O custo de empréstimos do governo do Reino Unido subiu nesta terça-feira, em meio à incerteza sobre o futuro do primeiro-ministro Sir Keir Starmer. O rendimento efetivo de títulos de 10 anos avançou para 5,13%, próximo dos níveis vistos durante a crise financeira de 2008.

Mercados financeiros ocupados com o cenário, já que o conflito no Irã pode elevar a inflação e levar a novas altas das taxas, enquanto a possibilidade de mudança de liderança e gastos públicos mais frouxos assusta investidores. O 30 anos chegou a 5,80%, o maior desde 1998.

Cerca de 80 deputados do Labour pediram a renúncia de Starmer após maus resultados eleitorais, mas o premiê ordenou ao gabinete para seguir governando. Segundo ele, o Labour tem um processo para desafiar o líder, o qual ainda não foi acionado.

Analistas alertam que, desde o início do conflito no Irã, os custos de empréstimos sobem, com o Reino Unido mantendo taxas elevadas frente a pares de economia semelhante. Investidores observam a possibilidade de substitutos ampliarem gastos públicos.

O ministro da Fazenda, Rachel Reeves, e o premiê reiteraram compromissos com regras de endividamento firmes, buscando tranquilizar os mercados sobre credibilidade de suas políticas. A visão é evitar relaxamento fiscal.

Especialistas da Capital Economics observaram que nova liderança poderia elevar o gasto público e pressionar ainda mais o custo da dívida. Os prováveis substitutos de Starmer, caso haja troca, teriam histórico de maior gastos.

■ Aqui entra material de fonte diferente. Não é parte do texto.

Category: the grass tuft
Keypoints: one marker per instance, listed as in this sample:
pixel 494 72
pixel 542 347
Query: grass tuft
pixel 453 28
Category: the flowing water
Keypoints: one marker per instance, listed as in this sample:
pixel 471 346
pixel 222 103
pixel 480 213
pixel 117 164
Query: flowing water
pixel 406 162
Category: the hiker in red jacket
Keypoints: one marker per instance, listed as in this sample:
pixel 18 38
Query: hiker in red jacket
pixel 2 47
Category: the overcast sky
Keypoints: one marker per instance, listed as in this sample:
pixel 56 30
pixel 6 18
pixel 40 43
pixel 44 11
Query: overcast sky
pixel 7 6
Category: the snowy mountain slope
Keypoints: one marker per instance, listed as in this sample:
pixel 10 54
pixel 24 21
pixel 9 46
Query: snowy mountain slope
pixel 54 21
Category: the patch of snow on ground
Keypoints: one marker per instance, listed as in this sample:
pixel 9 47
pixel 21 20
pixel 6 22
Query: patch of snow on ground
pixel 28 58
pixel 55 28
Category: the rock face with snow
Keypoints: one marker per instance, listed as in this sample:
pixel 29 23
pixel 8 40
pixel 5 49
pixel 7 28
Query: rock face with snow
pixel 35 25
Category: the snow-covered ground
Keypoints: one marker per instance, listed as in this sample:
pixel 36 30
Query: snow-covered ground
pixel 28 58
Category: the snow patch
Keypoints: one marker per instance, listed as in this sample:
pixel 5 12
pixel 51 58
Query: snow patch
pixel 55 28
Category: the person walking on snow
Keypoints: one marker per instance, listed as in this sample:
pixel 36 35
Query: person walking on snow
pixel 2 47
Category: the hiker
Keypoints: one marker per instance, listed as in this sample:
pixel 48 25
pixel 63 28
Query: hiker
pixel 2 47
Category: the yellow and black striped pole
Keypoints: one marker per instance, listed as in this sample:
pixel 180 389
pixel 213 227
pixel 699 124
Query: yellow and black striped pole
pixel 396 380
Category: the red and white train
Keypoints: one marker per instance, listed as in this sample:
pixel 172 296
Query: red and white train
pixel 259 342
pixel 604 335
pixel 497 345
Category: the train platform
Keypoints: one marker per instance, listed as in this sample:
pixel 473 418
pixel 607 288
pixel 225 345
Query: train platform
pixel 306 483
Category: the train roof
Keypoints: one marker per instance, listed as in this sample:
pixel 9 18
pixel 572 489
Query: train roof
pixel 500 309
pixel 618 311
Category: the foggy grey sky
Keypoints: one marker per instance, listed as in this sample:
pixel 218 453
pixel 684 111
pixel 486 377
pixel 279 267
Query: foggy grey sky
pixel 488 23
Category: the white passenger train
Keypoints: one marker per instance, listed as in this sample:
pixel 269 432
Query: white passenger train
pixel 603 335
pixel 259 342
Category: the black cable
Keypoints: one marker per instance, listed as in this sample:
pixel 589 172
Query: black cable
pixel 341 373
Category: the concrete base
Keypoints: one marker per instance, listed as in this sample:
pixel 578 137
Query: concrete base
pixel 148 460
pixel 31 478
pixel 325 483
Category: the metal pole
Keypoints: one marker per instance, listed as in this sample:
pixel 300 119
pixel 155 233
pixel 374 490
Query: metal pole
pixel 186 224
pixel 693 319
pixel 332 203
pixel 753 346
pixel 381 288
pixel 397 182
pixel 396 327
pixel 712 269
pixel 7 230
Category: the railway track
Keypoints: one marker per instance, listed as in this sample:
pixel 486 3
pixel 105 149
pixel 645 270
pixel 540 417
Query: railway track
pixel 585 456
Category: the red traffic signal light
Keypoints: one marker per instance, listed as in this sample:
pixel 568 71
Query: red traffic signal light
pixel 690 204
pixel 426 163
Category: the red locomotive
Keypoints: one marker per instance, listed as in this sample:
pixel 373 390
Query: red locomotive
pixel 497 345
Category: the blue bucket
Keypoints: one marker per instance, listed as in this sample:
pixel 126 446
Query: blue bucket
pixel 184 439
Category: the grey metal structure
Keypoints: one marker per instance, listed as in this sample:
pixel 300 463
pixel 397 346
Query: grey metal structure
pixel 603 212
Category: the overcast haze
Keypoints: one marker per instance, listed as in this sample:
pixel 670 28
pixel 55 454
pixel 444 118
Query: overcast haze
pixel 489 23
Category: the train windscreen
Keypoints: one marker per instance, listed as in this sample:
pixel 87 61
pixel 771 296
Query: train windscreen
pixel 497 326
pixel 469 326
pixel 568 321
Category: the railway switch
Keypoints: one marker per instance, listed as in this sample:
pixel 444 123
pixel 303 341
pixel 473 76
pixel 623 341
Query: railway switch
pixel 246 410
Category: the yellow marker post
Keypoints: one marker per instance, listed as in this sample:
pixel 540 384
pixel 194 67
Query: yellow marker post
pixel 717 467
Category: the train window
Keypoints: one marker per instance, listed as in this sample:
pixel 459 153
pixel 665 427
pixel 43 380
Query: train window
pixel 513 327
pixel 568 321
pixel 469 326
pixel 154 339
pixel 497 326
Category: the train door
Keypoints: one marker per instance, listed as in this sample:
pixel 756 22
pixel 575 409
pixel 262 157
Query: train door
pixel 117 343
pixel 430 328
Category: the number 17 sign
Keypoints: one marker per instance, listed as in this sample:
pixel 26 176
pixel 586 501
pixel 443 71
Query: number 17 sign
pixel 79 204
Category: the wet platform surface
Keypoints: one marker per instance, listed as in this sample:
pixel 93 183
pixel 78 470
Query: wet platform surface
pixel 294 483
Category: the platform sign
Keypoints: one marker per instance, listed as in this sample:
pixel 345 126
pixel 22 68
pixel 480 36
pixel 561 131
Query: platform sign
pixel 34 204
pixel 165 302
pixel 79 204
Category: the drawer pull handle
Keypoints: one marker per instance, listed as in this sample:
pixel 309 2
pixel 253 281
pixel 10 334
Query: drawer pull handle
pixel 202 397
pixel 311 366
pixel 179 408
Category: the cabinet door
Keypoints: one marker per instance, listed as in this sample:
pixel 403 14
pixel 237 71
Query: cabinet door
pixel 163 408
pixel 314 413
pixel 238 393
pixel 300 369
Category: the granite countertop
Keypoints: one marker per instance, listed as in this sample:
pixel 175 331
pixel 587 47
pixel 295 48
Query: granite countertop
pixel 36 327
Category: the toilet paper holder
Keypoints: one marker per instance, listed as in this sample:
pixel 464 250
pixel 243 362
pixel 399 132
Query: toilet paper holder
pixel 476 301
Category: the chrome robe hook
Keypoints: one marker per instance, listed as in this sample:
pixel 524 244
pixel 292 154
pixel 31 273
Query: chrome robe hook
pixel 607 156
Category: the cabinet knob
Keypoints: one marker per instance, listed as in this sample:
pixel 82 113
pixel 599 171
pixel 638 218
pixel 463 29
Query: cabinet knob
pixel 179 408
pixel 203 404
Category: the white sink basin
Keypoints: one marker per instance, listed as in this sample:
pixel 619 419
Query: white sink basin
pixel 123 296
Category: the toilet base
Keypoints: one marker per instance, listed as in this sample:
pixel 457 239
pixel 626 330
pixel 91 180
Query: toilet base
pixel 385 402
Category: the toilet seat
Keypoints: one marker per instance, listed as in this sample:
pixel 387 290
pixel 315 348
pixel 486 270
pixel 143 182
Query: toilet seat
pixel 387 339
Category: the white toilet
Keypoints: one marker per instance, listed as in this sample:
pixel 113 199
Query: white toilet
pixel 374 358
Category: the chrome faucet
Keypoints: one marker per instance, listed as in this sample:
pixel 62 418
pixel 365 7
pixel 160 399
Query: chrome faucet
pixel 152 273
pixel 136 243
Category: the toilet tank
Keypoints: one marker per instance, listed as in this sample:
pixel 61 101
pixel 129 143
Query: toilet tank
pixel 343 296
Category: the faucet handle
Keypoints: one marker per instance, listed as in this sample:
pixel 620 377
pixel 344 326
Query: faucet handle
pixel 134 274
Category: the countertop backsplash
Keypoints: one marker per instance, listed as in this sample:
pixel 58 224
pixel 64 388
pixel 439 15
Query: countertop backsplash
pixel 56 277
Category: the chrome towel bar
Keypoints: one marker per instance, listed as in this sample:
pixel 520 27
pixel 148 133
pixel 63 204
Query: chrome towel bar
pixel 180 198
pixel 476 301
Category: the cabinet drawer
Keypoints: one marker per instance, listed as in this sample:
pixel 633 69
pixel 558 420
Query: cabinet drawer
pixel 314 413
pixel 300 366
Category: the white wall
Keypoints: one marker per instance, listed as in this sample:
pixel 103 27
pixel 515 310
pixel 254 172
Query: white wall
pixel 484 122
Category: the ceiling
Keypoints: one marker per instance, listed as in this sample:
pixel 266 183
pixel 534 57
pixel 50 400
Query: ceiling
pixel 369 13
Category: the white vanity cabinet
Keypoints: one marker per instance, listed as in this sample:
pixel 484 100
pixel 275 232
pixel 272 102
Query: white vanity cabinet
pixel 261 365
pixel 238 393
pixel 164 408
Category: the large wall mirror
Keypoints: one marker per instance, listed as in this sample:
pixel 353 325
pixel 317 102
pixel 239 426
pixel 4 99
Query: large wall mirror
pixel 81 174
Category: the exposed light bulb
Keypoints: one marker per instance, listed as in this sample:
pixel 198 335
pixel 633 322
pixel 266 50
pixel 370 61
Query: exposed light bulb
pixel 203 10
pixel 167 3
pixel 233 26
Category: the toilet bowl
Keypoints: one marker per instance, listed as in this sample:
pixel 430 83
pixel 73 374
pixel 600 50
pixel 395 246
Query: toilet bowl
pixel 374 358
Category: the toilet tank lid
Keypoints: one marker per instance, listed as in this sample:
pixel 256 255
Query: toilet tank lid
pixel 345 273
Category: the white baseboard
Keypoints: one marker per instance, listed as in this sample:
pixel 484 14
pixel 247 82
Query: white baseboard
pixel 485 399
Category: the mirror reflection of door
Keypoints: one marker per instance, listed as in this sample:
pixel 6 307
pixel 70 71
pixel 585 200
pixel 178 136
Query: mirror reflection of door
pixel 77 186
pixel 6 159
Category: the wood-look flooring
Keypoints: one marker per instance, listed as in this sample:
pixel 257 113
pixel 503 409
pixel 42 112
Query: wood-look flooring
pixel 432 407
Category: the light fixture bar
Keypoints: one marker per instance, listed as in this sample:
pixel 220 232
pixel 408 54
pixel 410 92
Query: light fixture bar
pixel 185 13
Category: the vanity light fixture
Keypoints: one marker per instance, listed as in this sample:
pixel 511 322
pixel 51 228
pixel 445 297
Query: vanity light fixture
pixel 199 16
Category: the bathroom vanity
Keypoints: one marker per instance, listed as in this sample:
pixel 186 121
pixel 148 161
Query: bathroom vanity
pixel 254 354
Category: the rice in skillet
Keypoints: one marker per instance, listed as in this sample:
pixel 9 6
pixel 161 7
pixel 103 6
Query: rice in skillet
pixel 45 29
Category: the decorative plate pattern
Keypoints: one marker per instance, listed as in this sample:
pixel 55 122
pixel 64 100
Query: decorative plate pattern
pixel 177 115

Entre os possíveis candidatos a suceder Starmer, aparecem Andy Burnham, Angela Rayner e Wes Streeting, segundo análises de mercado. Os especialistas destacam o risco de aumento do endividamento sob qualquer mudança de liderança.

O rombo fiscal brasileiro é explicado pela estrutura de receitas e despesas: o governo emite títulos para cobrir o déficit. O retorno prometido aos investidores depende de inflação estável e confiança na condução fiscal.

O mercado cambial reagiu com a queda do pound, que recuou para cerca de US$ 1,35, após o FTSE 100 recuar 0,5%, com as ações de bancos liderando as quedas diante de temores de novo fisco.

Especialistas lembram que a composição de dívida pública depende de inflação e juros vigentes. O financiamento de gastos públicos continuará a depender de condições de crédito e da percepção de estabilidade fiscal.